It's not too hard to prove it directly from the definition. The only thing that's tricky is the notation. The definition can be expressed as
\det A=\sum_P(-1)^P A_{1,P1}\cdots A_{n,Pn}
where the sum is over all permutations of the ordered set (1,2,...,n). The factor (-1)P is interpreted as +1 when the permutation is even, and -1 when the permutation is odd. Pk for k=1,2,...,n is interpreted as the number that k is mapped to by the permutation P.
We have
\det A^T=\sum_P(-1)^P (A^T)_{1,P1}\cdots (A^T)_{n,Pn}=\sum_P(-1)^P A_{P1,1}\cdots A_{Pn,n}
The idea is to prove that any given term from the right-hand side of the first equation occurs exactly once on the right-hand side of the second equation. This is sufficient to prove that the sums are equal because the number of terms is the same in both.

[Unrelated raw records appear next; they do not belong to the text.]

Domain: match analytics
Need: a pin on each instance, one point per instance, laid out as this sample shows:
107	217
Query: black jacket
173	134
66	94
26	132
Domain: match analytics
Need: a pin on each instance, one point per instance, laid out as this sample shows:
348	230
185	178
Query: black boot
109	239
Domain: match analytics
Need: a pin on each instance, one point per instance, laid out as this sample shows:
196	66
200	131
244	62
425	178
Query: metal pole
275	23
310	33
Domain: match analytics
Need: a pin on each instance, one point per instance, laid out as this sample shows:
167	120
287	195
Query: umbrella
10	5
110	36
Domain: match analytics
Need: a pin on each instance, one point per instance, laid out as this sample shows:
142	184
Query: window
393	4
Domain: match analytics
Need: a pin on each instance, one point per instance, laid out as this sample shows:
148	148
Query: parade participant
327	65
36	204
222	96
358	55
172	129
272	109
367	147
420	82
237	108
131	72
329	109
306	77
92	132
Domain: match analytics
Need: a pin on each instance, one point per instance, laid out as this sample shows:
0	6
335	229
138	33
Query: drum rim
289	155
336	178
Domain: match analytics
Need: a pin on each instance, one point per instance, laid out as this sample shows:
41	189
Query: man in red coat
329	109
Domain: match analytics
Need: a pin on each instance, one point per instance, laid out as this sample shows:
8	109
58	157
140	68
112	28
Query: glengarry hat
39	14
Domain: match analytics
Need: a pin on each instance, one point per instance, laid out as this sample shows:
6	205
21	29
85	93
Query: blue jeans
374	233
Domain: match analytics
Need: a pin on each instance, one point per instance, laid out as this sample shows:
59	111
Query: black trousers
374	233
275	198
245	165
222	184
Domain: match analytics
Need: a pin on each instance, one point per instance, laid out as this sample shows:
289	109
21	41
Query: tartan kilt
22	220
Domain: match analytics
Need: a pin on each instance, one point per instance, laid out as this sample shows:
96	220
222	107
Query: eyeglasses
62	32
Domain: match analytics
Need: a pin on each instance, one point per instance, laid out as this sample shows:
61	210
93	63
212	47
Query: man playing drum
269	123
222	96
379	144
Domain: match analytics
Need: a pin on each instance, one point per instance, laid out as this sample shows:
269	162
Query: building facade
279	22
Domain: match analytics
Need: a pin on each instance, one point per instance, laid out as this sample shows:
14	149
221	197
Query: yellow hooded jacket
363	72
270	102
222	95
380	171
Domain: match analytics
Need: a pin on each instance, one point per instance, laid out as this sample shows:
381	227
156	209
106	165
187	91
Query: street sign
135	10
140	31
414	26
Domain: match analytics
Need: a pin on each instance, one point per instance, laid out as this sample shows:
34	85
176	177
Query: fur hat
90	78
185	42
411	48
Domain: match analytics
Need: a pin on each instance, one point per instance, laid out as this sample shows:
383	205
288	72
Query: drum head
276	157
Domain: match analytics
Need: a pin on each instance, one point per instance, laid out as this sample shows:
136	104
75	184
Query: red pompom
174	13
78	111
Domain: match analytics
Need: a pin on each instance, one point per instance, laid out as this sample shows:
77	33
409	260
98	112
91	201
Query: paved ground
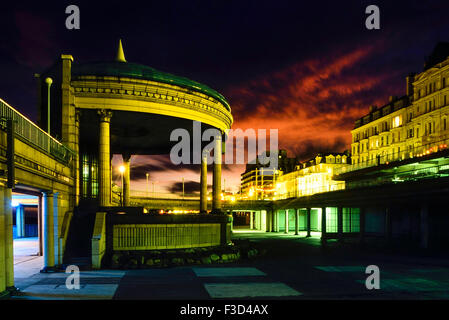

So let's write the given term as
(-1)^P A_{1,P1}\cdots A_{n,Pn}
and let's rearrange the order of the factors in all the terms of the second equation so that the column indices appear in the same order as in the given term from the first equation. For example, if Pn=3, we rearrange the factors of the term
(-1)^Q A_{Q1,1}\cdots A_{Qn,n}
(where Q is some permutation) so that the factor we write last is AQ3,3. Note that all factors are of the form AQm,m for some m. Our rearrangement makes sure that the column index in the kth factor is Pk, and that means that the kth factor is AQPk,Pk. So each term of the right-hand side of the second equation can be expressed as
(-1)^Q A_{QP1,P1}\cdots A_{QPn,Pn}
but the sum is over all permutations, so exactly one of those terms has Q=P-1, and that term is equal to
(-1)^{P^{-1}} A_{1,P1}\cdots A_{n,Pn}
P-1 is of course even if and only P is even, so this is equal to the given term we started with, and we're done.
You can prove all of the properties (that are mentioned in an introductory text) of the determinant directly from the definition, using the notation above, but the result \det AB=\det A \det B is of course much harder to prove than the others.